In 1936, he was transferred to the State Department in Washington, where he spent three years in the Division of Western European Affairs. In August 1939, a few weeks before the outbreak of World War II he was assigned to Geneva, Switzerland, as Consul General. His involvement with the Vatican began at that time as he was also assigned to be part-time assistant to Myron Taylor, President Roosevelt's personal representative to the Vatican. Although most European countries had ambassadors to the Vatican, because of religious objections from a largely Protestant nation, the President could not politically appoint an American ambassador to the Pope. A concerted effort was made many times by Taylor to persuade the Pope to try to influence Mussolini to remain neutral in the war. The Pope sent many messages to Mussolini during the first half of 1940, as did Taylor, but on June 10, 1940, after the defeat of the British Expeditionary Force (BEF), Italy declared war on England. After that happened, it became clear that the mission had failed. The European ambassadors to Italy moved out of the embassies into Vatican City as diplomatic relations with Italy were cut. After Pearl Harbor and the US. entry into the war in 1941, Tittmann was reassigned to Rome, and he also moved into the Vatican where he became the Charge d'Affaires and the chief source of information to President Roosevelt of the happenings inside Fascist Italy. After Taylor returned to the United States, Tittmann remained inside Vatican City until the liberation of Rome in 1944. At that time he and his family moved back to Rome where he remained until 1946.

== Post-war career ==
He was then appointed Ambassador to Haiti.
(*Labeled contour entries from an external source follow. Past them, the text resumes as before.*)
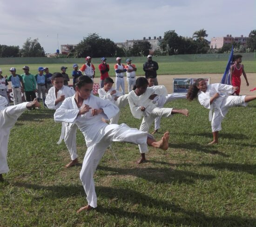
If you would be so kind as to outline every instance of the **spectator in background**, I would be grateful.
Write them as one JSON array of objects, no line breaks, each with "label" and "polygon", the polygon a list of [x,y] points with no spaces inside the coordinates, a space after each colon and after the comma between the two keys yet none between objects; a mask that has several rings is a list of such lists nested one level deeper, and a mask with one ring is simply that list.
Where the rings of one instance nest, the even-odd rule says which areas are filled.
[{"label": "spectator in background", "polygon": [[103,57],[101,58],[101,63],[99,65],[99,70],[101,72],[101,80],[100,86],[101,88],[104,87],[104,80],[107,77],[109,77],[108,71],[109,71],[109,65],[107,64],[107,59]]},{"label": "spectator in background", "polygon": [[135,85],[136,81],[136,71],[137,68],[135,65],[132,64],[132,60],[128,59],[126,60],[127,65],[125,66],[126,71],[126,80],[128,83],[128,93],[130,92]]},{"label": "spectator in background", "polygon": [[153,76],[155,80],[155,85],[158,85],[158,81],[156,76],[156,71],[158,70],[158,64],[157,62],[152,60],[152,55],[148,55],[148,61],[144,63],[143,70],[145,72],[145,76],[147,80],[150,76]]},{"label": "spectator in background", "polygon": [[7,93],[8,92],[8,88],[7,87],[8,82],[6,78],[2,76],[2,69],[0,68],[0,95],[4,97],[7,99],[8,102],[7,106],[10,106],[10,103],[9,102],[8,95],[7,95]]},{"label": "spectator in background", "polygon": [[12,89],[13,95],[14,105],[18,105],[22,102],[22,94],[24,84],[22,77],[20,75],[16,74],[16,68],[12,67],[9,70],[12,75],[8,77],[7,80],[12,82]]},{"label": "spectator in background", "polygon": [[123,73],[126,72],[125,67],[121,64],[121,58],[120,57],[116,58],[116,64],[115,65],[115,90],[119,90],[119,87],[121,86],[122,93],[125,94],[124,90],[124,80],[123,79]]},{"label": "spectator in background", "polygon": [[79,71],[84,73],[85,76],[90,77],[94,81],[94,78],[95,77],[95,67],[93,64],[91,63],[92,58],[89,56],[87,57],[85,59],[87,63],[84,64],[79,69]]},{"label": "spectator in background", "polygon": [[46,87],[46,93],[48,93],[49,89],[54,86],[53,84],[52,83],[52,77],[53,77],[53,74],[49,72],[49,68],[47,67],[45,67],[44,72],[45,73],[45,75],[46,77],[46,83],[47,85]]},{"label": "spectator in background", "polygon": [[43,98],[43,103],[45,107],[47,107],[45,104],[45,98],[46,98],[46,76],[44,74],[44,68],[39,67],[38,68],[38,73],[35,75],[35,80],[37,84],[37,101],[40,101],[41,94]]},{"label": "spectator in background", "polygon": [[72,77],[73,78],[73,87],[75,91],[75,81],[76,79],[80,76],[82,76],[83,74],[81,71],[78,70],[78,65],[77,64],[74,64],[73,65],[73,68],[74,70],[72,72]]},{"label": "spectator in background", "polygon": [[66,73],[66,70],[67,68],[67,67],[65,67],[65,66],[61,66],[61,74],[63,76],[63,78],[64,80],[64,86],[68,87],[68,81],[70,80],[69,77],[68,77],[68,75]]},{"label": "spectator in background", "polygon": [[24,73],[21,75],[24,84],[24,91],[26,100],[31,102],[36,98],[36,81],[34,76],[29,73],[29,67],[25,66],[22,69]]}]

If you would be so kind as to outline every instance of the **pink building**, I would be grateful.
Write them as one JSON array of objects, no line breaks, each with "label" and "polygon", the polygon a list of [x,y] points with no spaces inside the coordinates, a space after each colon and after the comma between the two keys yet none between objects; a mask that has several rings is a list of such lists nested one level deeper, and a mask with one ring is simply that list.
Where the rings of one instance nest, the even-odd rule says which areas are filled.
[{"label": "pink building", "polygon": [[232,43],[233,42],[240,42],[244,47],[246,46],[246,40],[248,37],[244,37],[241,35],[240,37],[233,37],[231,35],[227,35],[223,37],[213,37],[211,38],[210,47],[211,49],[219,49],[224,44]]}]

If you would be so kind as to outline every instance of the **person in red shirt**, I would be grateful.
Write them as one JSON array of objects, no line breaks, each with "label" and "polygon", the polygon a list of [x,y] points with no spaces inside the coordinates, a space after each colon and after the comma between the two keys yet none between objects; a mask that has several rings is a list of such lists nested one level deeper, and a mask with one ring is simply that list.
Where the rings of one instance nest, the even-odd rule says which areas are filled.
[{"label": "person in red shirt", "polygon": [[241,76],[242,73],[243,75],[245,81],[246,81],[246,85],[249,86],[249,83],[247,80],[246,74],[244,72],[244,67],[243,65],[241,64],[242,56],[240,54],[236,55],[235,58],[235,64],[231,66],[230,67],[230,80],[231,81],[231,85],[234,87],[238,87],[238,89],[236,90],[234,93],[236,93],[237,95],[239,95],[240,92],[240,87],[241,85]]},{"label": "person in red shirt", "polygon": [[101,72],[101,80],[100,86],[101,88],[104,87],[104,80],[105,78],[109,77],[108,71],[109,71],[109,65],[107,64],[106,60],[107,59],[101,58],[101,64],[99,65],[99,70]]}]

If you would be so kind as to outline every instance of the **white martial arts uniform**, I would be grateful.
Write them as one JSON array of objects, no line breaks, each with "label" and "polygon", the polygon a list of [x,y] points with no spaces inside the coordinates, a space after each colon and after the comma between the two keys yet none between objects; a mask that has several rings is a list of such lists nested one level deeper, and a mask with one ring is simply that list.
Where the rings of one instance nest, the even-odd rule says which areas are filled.
[{"label": "white martial arts uniform", "polygon": [[[128,94],[123,94],[119,91],[117,91],[116,93],[112,95],[110,93],[115,89],[111,88],[108,92],[106,92],[104,88],[99,89],[98,90],[98,93],[100,98],[103,100],[108,100],[110,101],[112,103],[115,105],[119,109],[121,109],[125,107],[128,104]],[[116,100],[115,100],[115,97],[118,96],[119,98]],[[120,111],[113,118],[110,119],[109,124],[118,124],[119,118],[120,117]]]},{"label": "white martial arts uniform", "polygon": [[[49,109],[56,110],[59,108],[62,102],[60,102],[55,105],[56,100],[61,95],[64,95],[65,98],[73,96],[75,93],[74,91],[67,86],[63,86],[57,93],[57,97],[55,93],[55,87],[51,87],[48,91],[48,93],[45,100],[45,104]],[[71,160],[77,158],[76,151],[76,130],[77,126],[75,124],[67,122],[62,122],[61,133],[58,144],[60,144],[64,139],[65,143],[67,147],[67,150],[70,154]]]},{"label": "white martial arts uniform", "polygon": [[[200,91],[198,93],[198,100],[205,108],[209,109],[209,120],[211,120],[212,132],[222,129],[221,122],[227,114],[229,107],[236,106],[247,105],[244,101],[245,95],[235,96],[229,95],[235,91],[231,85],[222,84],[212,84],[207,86],[205,93]],[[210,105],[210,99],[216,93],[220,96]],[[213,111],[213,114],[212,112]]]},{"label": "white martial arts uniform", "polygon": [[80,179],[87,195],[88,204],[95,207],[97,196],[93,174],[108,147],[113,141],[147,145],[148,134],[137,129],[131,128],[125,124],[108,125],[103,122],[102,117],[109,120],[119,111],[116,106],[108,100],[91,95],[84,100],[83,104],[88,105],[93,109],[102,108],[103,113],[94,116],[90,111],[78,116],[79,109],[74,96],[63,101],[54,114],[54,120],[76,124],[84,136],[88,149],[80,172]]},{"label": "white martial arts uniform", "polygon": [[[163,108],[164,105],[168,102],[176,99],[186,99],[186,94],[181,94],[179,93],[173,93],[168,94],[167,95],[157,95],[154,99],[153,102],[155,103],[156,107]],[[160,121],[161,117],[157,117],[155,119],[155,130],[160,128]]]},{"label": "white martial arts uniform", "polygon": [[[133,116],[138,119],[143,116],[140,127],[140,131],[148,132],[154,119],[157,117],[172,116],[172,108],[158,108],[156,107],[155,103],[149,99],[149,96],[153,94],[166,96],[167,90],[163,86],[154,86],[148,87],[145,93],[139,96],[135,94],[134,90],[128,94],[128,101]],[[145,111],[141,111],[141,107],[145,107]],[[139,148],[141,153],[145,153],[148,151],[146,145],[139,145]]]},{"label": "white martial arts uniform", "polygon": [[28,102],[7,107],[6,99],[0,96],[0,174],[7,173],[7,164],[8,140],[10,131],[19,117],[27,109]]}]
In 1948 he was named Ambassador to Peru, a post he held until 1955. He then became the Director of the Intergovernmental Committee for European Migration in Geneva (International Organization for Migration) from 1955 until his retirement in 1958 at the age of 65. He spent his retirement writing the memoirs of his Vatican assignment during World War II, which were edited and published by his son Harold H. Tittmann III. He died in Manchester, Massachusetts, on December 29, 1980, a few days prior to his 88th birthday.